Peter Jackson Protege Neill Blomkamp Doesn't Care For 48 Fps, Christopher Nolan Doesn't Know Anyone Who Likes 3D
As Hollywood pushes for 3D, 4D, 48 fps, 60 fps, and Lord knows whatever comes next, a couple of high-profile directors have declared their allegiance to the old ways. Peter Jackson protégé and District 9 director Neill Blomkamp has stated his preference for good old-fashioned 2D over 3D and 24 fps over Jackson's controversial use of 48 fps for The Hobbit. Meanwhile, Christopher Nolan has gone one step further by declaring that, in fact, he's never met anybody who actually likes 3D. Read their comments after the jump.
If you were to show a child who's six months now a 48fps movie, when they're sixty, it'll be as familiar to them as 24fps are for us now. But there may be an alien quality from 48fps; it has kind of a hyper-realism that takes away the cinema of it. I don't actually like 48fps. I prefer 24fps.
Jackson himself has insisted that moviegoers will come around to 48 fps eventually, and that they just need to get used to it first. And indeed, it's possible that once we've seen more than 10 minutes of 48 fps The Hobbit footage, we'll get behind Jackson's push for the higher frame rate. But Blomkamp's presumably seen more of the film — or at least more of 48 fps footage in general — than most of the CinemaCon crowd has, and he still doesn't seem convinced of its charms.
Or maybe Blomkamp just prefers a classic look. In the same conversation, he also asserted, "I definitely prefer 2D to 3D." While there are some gifted artists — among them James Cameron, Martin Scorsese, and, yes, Jackson — who might disagree with him, there's at least one who stands by him in that respects. The Dark Knight Rises helmer Nolan says that not only does he not care for 2D, he doesn't actually know anyone who does. Salon (via Film Drunk) has the quote:
"The question of 3-D is a very straightforward one," Nolan said in a recent interview. "I never meet anybody who actually likes the format, and it's always a source of great concern to me when you're charging a higher price for something that nobody seems to really say they have any great love for.
"It's up to the audience to tell us how they want to watch the movies. More people go see these films in 2-D, and so it's difficult data to interpret.
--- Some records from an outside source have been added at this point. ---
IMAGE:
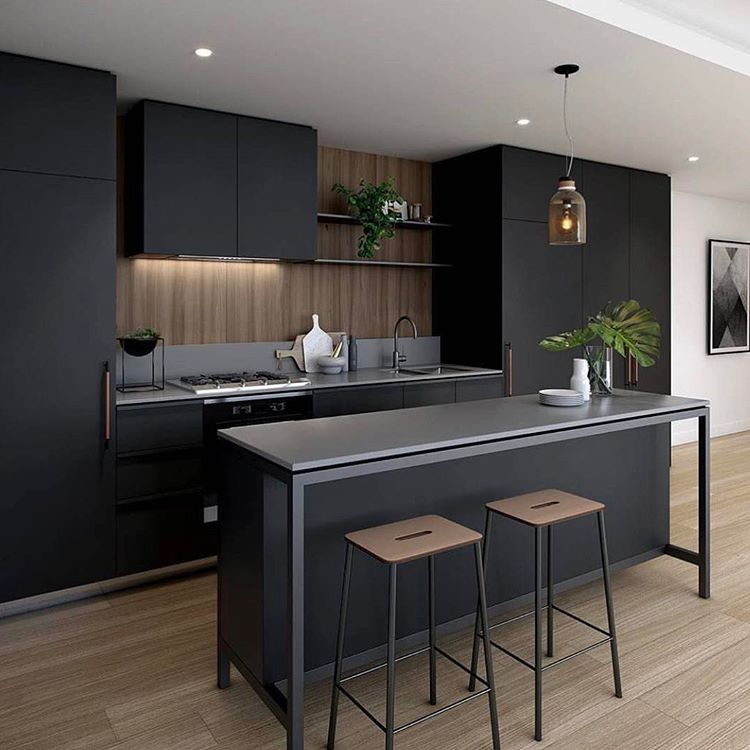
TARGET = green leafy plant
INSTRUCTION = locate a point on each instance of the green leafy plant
(142, 333)
(625, 326)
(373, 206)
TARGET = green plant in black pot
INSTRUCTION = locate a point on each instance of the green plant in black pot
(624, 327)
(140, 342)
(373, 206)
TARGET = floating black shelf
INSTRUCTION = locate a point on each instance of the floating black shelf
(346, 219)
(392, 263)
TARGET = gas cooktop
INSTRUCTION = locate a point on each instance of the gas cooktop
(239, 382)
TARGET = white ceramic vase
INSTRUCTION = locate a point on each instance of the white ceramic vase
(579, 381)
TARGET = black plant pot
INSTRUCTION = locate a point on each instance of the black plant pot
(138, 347)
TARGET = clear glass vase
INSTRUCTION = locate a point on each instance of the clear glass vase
(600, 369)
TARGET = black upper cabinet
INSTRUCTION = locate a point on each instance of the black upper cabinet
(56, 119)
(650, 266)
(204, 183)
(57, 268)
(181, 181)
(541, 296)
(277, 190)
(529, 180)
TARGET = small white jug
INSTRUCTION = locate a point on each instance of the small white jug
(580, 378)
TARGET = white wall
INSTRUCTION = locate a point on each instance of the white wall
(725, 378)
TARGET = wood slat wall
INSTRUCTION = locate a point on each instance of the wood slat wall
(195, 302)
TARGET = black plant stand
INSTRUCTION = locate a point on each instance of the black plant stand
(156, 384)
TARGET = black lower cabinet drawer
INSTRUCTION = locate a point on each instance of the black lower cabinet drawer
(154, 426)
(475, 389)
(160, 473)
(338, 401)
(155, 533)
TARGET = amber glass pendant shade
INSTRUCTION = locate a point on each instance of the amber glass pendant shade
(567, 215)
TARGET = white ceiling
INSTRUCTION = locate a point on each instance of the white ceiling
(419, 78)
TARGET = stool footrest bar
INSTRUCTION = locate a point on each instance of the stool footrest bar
(377, 667)
(581, 620)
(442, 710)
(584, 650)
(340, 686)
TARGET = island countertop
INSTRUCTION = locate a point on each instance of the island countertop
(336, 441)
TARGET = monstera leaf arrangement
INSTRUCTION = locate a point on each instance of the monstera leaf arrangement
(373, 206)
(625, 326)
And I certainly don't want to shoot in a format just to charge people a higher ticket price."
Those inflated prices, of course, are exactly why studios love 3D, as well as why audiences tend to get cranky about them. 3D can be a wonderful tool in the right hands, as we've seen in Avatar and Hugo. But more often, half-assed, post-converted 3D either fails to make an impression or even detracts from the film, and viewers tolerate uncomfortable glasses, squint at dimmed screens for nothing, and pay premiums for nothing.
If Nolan can't or doesn't want to play with 3D, better he give us a 2D The Dark Knight Rises (as he's doing) than an costlier, less satisfying 3D version. Besides, we'll already get the chance to shell out extra for his work this weekend, when that film hits in IMAX — some of it real, native IMAX, shot with actual IMAX cameras. Now that's how you incorporate cutting-edge technology.